[codex] add MiniMax M3 FP4 MI355X vLLM MTP benchmark#1939
Conversation
|
Thanks for the contribution! For vLLM & SGLang, please ensure that your recipes is similar to the official vLLM recipes and/or the SGLang cookbook If it is not, please create a PR first before we can merge your single node PR into the master branch. Let's ensure that the documentation is first class such that the entire ML community can benefit from your hard work! Thank you PR authors are responsible for ensuring that after merging, all GitHub Action jobs fully pass. A lot of the time, failures are just flakes and simply re-running the failed jobs will fix it. If re-running failed jobs is attempted, PR authors are responsible for ensuring it passes. See GitHub's docs on re-running failed jobs: https://docs.github.com/en/actions/how-tos/manage-workflow-runs/re-run-workflows-and-jobs#re-running-failed-jobs-in-a-workflow As a rule of thumb, generally, PR authors should request a review & get a PR approval from the respective companies' CODEOWNERS before requesting a review from core maintainers.
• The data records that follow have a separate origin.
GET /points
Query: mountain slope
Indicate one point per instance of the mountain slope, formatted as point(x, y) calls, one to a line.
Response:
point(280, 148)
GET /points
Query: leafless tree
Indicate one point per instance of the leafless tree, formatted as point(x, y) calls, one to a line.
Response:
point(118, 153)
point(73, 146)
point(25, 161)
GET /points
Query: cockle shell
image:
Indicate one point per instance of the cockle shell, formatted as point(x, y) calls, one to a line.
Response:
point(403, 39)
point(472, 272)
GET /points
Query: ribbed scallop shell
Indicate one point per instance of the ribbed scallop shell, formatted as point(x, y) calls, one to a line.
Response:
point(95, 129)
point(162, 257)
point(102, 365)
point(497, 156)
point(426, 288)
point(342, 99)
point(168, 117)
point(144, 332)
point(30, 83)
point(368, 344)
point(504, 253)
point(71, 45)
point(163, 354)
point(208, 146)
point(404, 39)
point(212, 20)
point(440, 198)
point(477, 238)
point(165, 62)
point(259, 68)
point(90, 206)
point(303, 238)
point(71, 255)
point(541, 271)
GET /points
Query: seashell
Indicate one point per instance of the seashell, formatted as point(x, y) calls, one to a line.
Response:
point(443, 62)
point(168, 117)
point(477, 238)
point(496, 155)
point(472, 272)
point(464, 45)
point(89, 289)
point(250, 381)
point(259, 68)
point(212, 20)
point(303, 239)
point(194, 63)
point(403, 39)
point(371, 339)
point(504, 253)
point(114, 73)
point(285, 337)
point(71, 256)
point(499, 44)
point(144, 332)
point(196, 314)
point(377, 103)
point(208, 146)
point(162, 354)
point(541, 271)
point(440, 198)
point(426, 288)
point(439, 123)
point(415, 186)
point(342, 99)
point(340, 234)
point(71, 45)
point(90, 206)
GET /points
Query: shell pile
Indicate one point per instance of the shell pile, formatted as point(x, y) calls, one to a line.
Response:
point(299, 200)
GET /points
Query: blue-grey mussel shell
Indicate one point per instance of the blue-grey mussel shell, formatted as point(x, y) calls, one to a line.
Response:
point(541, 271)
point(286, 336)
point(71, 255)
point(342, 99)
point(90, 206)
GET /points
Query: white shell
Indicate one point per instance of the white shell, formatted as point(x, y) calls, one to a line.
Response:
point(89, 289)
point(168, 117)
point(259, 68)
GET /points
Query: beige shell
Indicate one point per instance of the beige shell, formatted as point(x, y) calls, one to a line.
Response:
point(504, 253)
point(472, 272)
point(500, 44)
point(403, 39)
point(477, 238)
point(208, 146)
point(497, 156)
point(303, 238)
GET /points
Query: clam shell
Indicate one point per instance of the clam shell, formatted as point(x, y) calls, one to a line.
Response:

If additional help is needed, PR authors can reach out to core maintainers over Slack. 感谢你的贡献!对于 vLLM 与 SGLang,请确保你的 recipe 与官方 vLLM recipes 和/或 SGLang cookbook 保持一致 如果不一致,请先创建一个 PR,之后我们才能将你的单节点 PR 合并到 master 分支。让我们确保文档保持一流水准,使整个 ML 社区都能从你的辛勤工作中受益!谢谢 PR 作者有责任确保合并后所有 GitHub Action 任务完全通过。 很多时候失败只是偶发抖动(flake),重新运行失败的任务即可解决。如果选择重新运行失败的任务,PR 作者有责任确保其最终通过。参见 GitHub 关于重新运行失败任务的文档:https://docs.github.com/en/actions/how-tos/manage-workflow-runs/re-run-workflows-and-jobs#re-running-failed-jobs-in-a-workflow 一般而言,PR 作者应先向相应公司的 CODEOWNERS 请求审阅并获得 PR 批准,然后再请求核心维护者审阅。 如需更多帮助,PR 作者可通过 Slack 联系核心维护者。 |
aad5226 to
a9d0e82
Compare
|
Claude finished @functionstackx's task in 1m 39s —— View job Review: PR #1939 — MiniMax-M3 FP4 MI355X vLLM MTP benchmark
LGTM — no blocking issues found. The new script is a clean derivative of Validation against the repo's review checklist:
Note: the FP4 nightly is claimed to already include AMD's |
There was a problem hiding this comment.
LGTM — straightforward MiniMax-M3 MXFP4 MTP recipe addition mirroring the MXFP8 sister entry.
Extended reasoning...
Overview
This PR adds the EAGLE3 speculative-decoding (MTP) variant of the existing minimaxm3-fp4-mi355x-vllm recipe. Three changes: a new config entry in amd-master.yaml (mirrors the MXFP8 MTP search space, trimmed at extreme concurrency), a new launcher script minimaxm3_fp4_mi355x_vllm_mtp.sh (text-only serving, TRITON_ATTN, EAGLE3 with 3 spec tokens, --use-chat-template), and the standard perf-changelog entry.
Security risks
None. This is a benchmark config + launcher script — no auth, crypto, network-exposed code paths, or production logic. The launcher runs inside the benchmark container.
Level of scrutiny
Low. Pure additive benchmark recipe following an established pattern across the existing MTP family (minimaxm3_fp8_mi{300,325,355}x_mtp.sh). PR was validated with bash -n, matrix-logic pytest, and the sweep entry generation. No critical code paths touched.
Other factors
The only finding is a nit about the DRAFT_MODEL fetch being unconditional rather than guarded by the same if [[ "$MODEL" != /* ]] block as its three sister MTP scripts. The PR author has the inline comment to act on — it's a minor consistency cleanup that doesn't impact the current CI path (where MODEL is passed as a bare HF id). Shadow-approving since this is exactly the kind of mechanical recipe addition that follows established patterns.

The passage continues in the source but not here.